The stereotypes are painful, the characters go through the pages shooting everyone yet when they rescue a tiny infant they argue over who will care for it and stay up with him all night.

I was bored. I knew what was going to happen. Seems now I always know what will happen. But these characters in many of these books have been with me since the 1980's.  That's nearly 30 years. Every year I read them and see what they are doing. How are they doing. Temp and Ryan did not get together, not yet.  Why did he need to impregnate the woman he wasn't even that crazy about?  Because it was really his first wife? Elvis has had several lovely girlfriends but they never worked out. Joe Pike? Don't know if he'll ever have a girlfriend. Not one he'd tell anyone about.  

I feel like I am on a ride at Disney World for the hundredth time and know every part of it. Who will jump out, who will double cross whom?  Do I just quit these books cold turkey?  Do you stop characters you loved in your thirties but are bored with in your sixties? Or do you just get the book, spend the few short hours it takes to read them just to keep up? Can I live if I never know what happens to them in the future?  Will I think about them? 

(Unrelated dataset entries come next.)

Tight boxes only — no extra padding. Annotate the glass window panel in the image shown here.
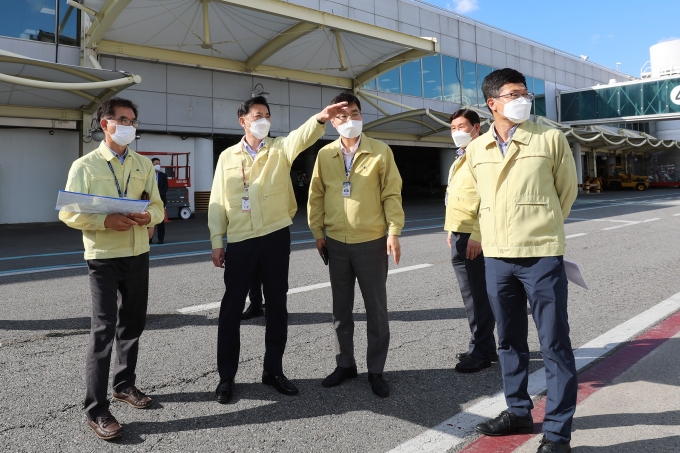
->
[641,80,666,116]
[461,60,477,106]
[401,59,423,97]
[377,68,400,94]
[560,90,598,122]
[0,0,56,43]
[58,0,80,46]
[667,79,680,115]
[422,55,442,100]
[619,84,643,117]
[597,87,619,119]
[362,78,376,90]
[442,55,461,103]
[476,64,492,108]
[533,78,546,116]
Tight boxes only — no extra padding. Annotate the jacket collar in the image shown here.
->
[96,141,130,162]
[331,133,373,157]
[479,120,535,150]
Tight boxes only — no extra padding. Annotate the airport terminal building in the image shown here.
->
[1,0,679,224]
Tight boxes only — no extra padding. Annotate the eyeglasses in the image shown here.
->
[334,112,362,122]
[106,117,140,128]
[495,92,534,102]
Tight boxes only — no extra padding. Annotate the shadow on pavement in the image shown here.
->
[571,435,680,452]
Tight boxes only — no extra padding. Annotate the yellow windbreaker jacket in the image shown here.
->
[307,134,404,244]
[444,152,481,242]
[465,120,578,258]
[59,142,164,260]
[208,115,325,247]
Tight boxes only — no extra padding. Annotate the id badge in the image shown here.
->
[444,192,448,206]
[342,181,351,197]
[242,196,250,212]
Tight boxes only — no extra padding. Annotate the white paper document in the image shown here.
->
[564,259,588,290]
[56,190,149,215]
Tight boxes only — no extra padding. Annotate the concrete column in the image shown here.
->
[572,142,583,190]
[440,148,457,185]
[193,137,214,212]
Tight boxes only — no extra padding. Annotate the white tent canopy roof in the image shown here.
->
[0,54,142,121]
[83,0,439,88]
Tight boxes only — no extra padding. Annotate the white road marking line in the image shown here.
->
[177,264,433,314]
[673,213,680,216]
[642,218,661,222]
[388,292,680,453]
[566,233,587,238]
[601,222,640,231]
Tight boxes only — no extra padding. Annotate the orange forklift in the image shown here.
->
[138,152,193,219]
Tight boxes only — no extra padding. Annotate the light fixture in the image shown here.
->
[616,62,621,71]
[580,55,589,61]
[251,82,269,98]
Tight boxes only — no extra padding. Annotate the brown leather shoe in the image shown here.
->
[87,412,123,440]
[113,386,152,409]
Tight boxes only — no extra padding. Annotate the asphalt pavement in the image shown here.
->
[2,190,680,452]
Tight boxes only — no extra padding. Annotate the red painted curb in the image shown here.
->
[460,309,680,453]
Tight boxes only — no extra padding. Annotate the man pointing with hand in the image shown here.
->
[308,92,404,398]
[208,95,349,403]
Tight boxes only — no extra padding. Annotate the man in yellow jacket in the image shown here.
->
[466,69,578,453]
[59,97,164,441]
[209,96,348,403]
[308,92,404,398]
[445,108,497,374]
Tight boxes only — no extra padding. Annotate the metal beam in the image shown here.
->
[0,56,104,83]
[365,131,453,144]
[246,22,318,70]
[202,0,212,48]
[0,105,83,121]
[86,0,134,48]
[0,72,141,91]
[98,40,353,88]
[333,30,348,72]
[354,49,433,87]
[215,0,438,53]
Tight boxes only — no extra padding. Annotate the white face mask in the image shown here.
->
[337,120,362,139]
[451,128,478,148]
[153,164,161,172]
[247,118,271,140]
[501,97,532,124]
[109,124,137,146]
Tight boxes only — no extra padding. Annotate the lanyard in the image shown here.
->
[240,153,249,195]
[107,160,131,198]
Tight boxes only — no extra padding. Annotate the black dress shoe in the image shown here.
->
[368,373,389,398]
[158,239,164,244]
[215,379,235,404]
[321,365,358,387]
[241,303,264,320]
[455,355,491,373]
[456,352,499,362]
[475,410,534,436]
[536,435,571,453]
[262,371,298,395]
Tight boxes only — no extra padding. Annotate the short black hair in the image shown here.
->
[330,92,361,112]
[238,95,270,118]
[450,108,481,126]
[151,157,160,163]
[481,68,527,109]
[97,97,139,123]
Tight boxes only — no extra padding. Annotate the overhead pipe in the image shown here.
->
[0,73,141,90]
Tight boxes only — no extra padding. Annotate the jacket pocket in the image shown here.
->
[261,184,288,225]
[509,195,557,246]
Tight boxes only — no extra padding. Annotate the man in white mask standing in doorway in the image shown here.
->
[464,69,578,453]
[209,95,348,404]
[59,97,164,441]
[308,92,404,398]
[445,108,497,374]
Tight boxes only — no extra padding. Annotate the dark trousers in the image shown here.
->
[326,236,390,373]
[249,273,263,307]
[450,232,496,360]
[217,227,290,380]
[153,220,165,241]
[485,256,577,444]
[84,253,149,420]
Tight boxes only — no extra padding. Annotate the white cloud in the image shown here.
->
[447,0,479,14]
[658,36,680,43]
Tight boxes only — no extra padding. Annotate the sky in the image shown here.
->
[427,0,679,77]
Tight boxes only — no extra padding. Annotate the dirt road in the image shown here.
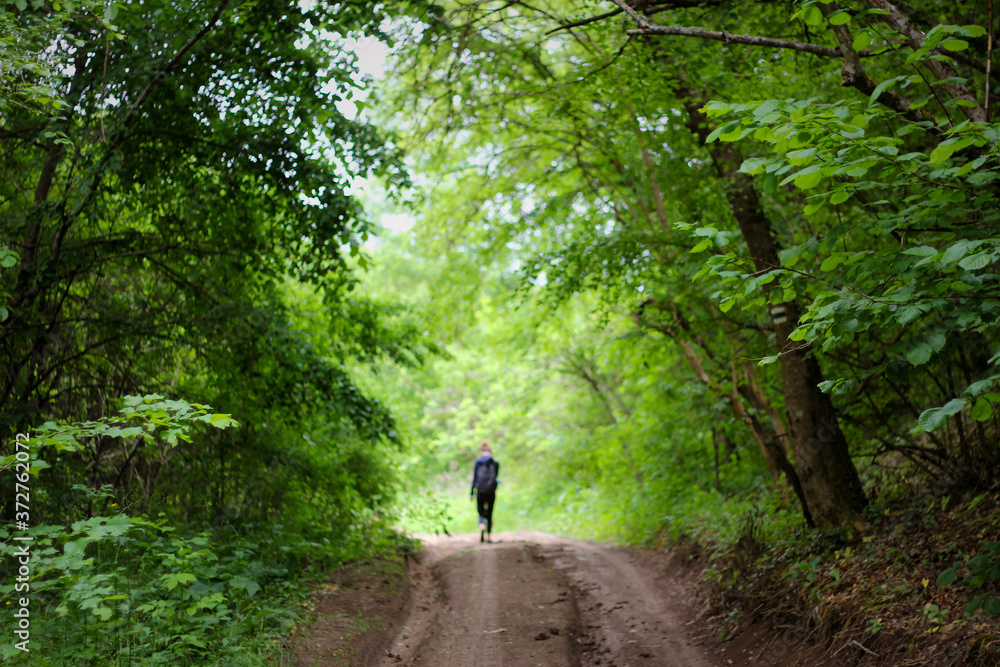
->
[378,531,715,667]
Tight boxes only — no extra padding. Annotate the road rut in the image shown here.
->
[379,531,713,667]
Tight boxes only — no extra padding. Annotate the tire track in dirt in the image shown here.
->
[547,542,711,666]
[379,531,712,667]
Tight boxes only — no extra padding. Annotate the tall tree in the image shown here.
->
[383,0,1000,531]
[0,0,437,525]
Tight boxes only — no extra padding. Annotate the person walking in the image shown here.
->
[470,442,500,543]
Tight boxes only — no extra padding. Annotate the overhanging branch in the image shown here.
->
[626,23,843,57]
[609,0,843,57]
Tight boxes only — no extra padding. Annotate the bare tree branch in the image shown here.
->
[545,9,620,35]
[626,23,845,58]
[609,0,844,57]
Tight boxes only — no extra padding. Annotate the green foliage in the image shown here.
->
[937,539,1000,618]
[0,514,315,665]
[1,0,432,583]
[0,401,270,664]
[0,245,17,322]
[692,88,1000,481]
[0,0,434,436]
[701,99,1000,404]
[0,399,411,664]
[358,235,793,546]
[21,394,234,457]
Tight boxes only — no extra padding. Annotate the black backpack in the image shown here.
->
[475,458,498,494]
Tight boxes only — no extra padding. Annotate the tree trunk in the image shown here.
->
[680,87,868,531]
[632,300,816,526]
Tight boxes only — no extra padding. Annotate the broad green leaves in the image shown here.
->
[936,540,1000,618]
[700,82,1000,435]
[929,136,976,163]
[160,572,198,591]
[19,395,238,456]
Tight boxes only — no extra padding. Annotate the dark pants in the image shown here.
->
[476,491,495,534]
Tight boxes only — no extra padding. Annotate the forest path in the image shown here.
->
[378,531,713,667]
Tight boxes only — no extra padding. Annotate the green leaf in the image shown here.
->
[230,576,261,598]
[820,254,844,272]
[937,568,959,587]
[971,399,993,421]
[210,414,234,429]
[706,120,740,143]
[702,100,731,117]
[960,25,987,38]
[940,39,968,51]
[852,32,871,51]
[929,136,975,163]
[940,398,967,415]
[869,76,905,107]
[80,597,101,610]
[739,157,770,174]
[917,407,949,431]
[752,100,780,118]
[828,10,851,25]
[983,597,1000,617]
[788,147,817,164]
[802,4,823,26]
[690,239,712,253]
[803,200,825,215]
[719,123,745,142]
[161,572,198,590]
[64,539,88,556]
[793,166,824,189]
[959,253,991,271]
[966,594,985,615]
[966,380,998,396]
[830,190,851,205]
[907,341,934,366]
[895,305,923,325]
[941,240,976,265]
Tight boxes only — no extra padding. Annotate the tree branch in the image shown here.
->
[546,8,620,35]
[863,0,986,122]
[128,0,231,118]
[818,2,936,125]
[626,23,844,58]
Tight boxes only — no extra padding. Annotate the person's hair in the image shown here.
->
[480,442,491,454]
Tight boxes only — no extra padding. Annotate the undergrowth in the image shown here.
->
[0,508,409,666]
[694,483,1000,666]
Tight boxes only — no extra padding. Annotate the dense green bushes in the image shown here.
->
[0,395,409,664]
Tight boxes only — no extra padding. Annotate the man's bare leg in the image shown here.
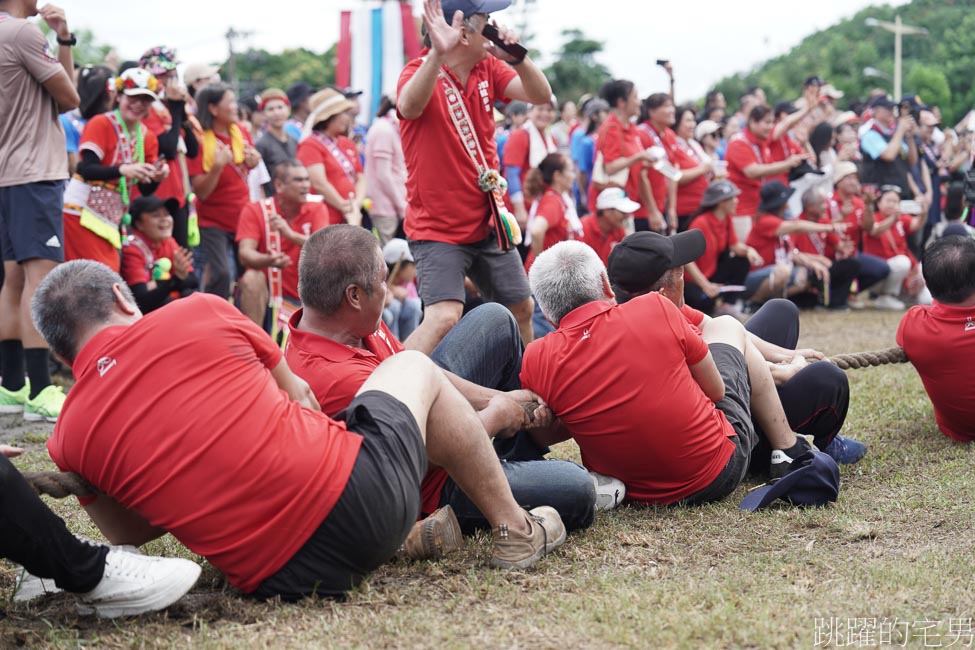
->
[506,296,534,346]
[356,351,530,535]
[237,269,269,327]
[404,300,463,355]
[701,316,798,450]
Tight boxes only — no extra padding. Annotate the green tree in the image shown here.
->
[39,25,113,67]
[707,0,975,124]
[906,64,950,112]
[542,29,612,106]
[232,44,337,98]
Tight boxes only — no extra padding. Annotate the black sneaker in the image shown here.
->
[769,436,813,481]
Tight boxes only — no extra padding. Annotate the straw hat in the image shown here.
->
[304,88,356,135]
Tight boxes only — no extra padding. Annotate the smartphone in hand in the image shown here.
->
[482,23,528,62]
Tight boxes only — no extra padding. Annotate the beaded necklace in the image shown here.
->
[113,109,145,225]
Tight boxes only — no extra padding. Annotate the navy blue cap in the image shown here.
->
[440,0,511,20]
[739,451,840,511]
[869,96,896,110]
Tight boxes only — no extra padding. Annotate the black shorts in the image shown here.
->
[253,391,426,601]
[681,343,757,505]
[0,181,66,263]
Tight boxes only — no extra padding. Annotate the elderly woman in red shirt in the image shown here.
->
[671,104,715,233]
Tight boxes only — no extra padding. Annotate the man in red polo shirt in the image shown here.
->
[576,188,636,265]
[521,239,812,506]
[897,236,975,442]
[236,160,338,326]
[396,0,554,354]
[35,261,569,600]
[285,225,596,533]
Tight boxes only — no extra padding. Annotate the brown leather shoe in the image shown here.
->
[490,506,566,570]
[398,505,464,561]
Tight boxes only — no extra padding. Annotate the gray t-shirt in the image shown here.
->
[0,14,68,187]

The Millennium Series was different. Once the author wrote his runaway three best selling books about Liz Salander he died. A reader could be thoroughly entertained, if somewhat graphically but from a safe distance and then mourn the loss of the characters because the author was not going to write any more. I know I would have read anything Steig Larssen wrote for years had he not died. 

Just curious if people who do read a continuing series continue it through all the changes of their life or if like Patricia Cornwell did in my life, just fade away never to be looked at again.  How bored can one be before saying, "All right, enough is enough!"

As I said, these books are fluff.  Does a reader always need to be completely stimulated and interested in what they read?  Well I think it is nice but sometimes I'm too tired to think so maybe these series are a good respite. 

But I must say, when I  put this book down I knew immediately I would not remember it more than next week and the next Penguin I pick up will probably stay with me a lifetime.  Think I'll get back to the Penguins.

" Yeah!! Get back to the Penguins, we
hate these clothes....and these sunglasses.....


  1. I've given up on several series when I felt that the authors had lost the plot. Martha Grimes, Elizabeth George and Patricia Cornwell all lost me even though they all had characters that I wanted to catch up with. It just wasn't worth the tedium! I also read less crime these days but I read all these series for years and would still be reading them if they hadn't lost the plot. I just think life's too short and I have too many other books to read.

  2. Thanks Lyn, That is the most sensible thing I have heard today. Will be starting something more interesting tonight. Pam

  3. I forwarded your link to a friend in KS who reads these authors.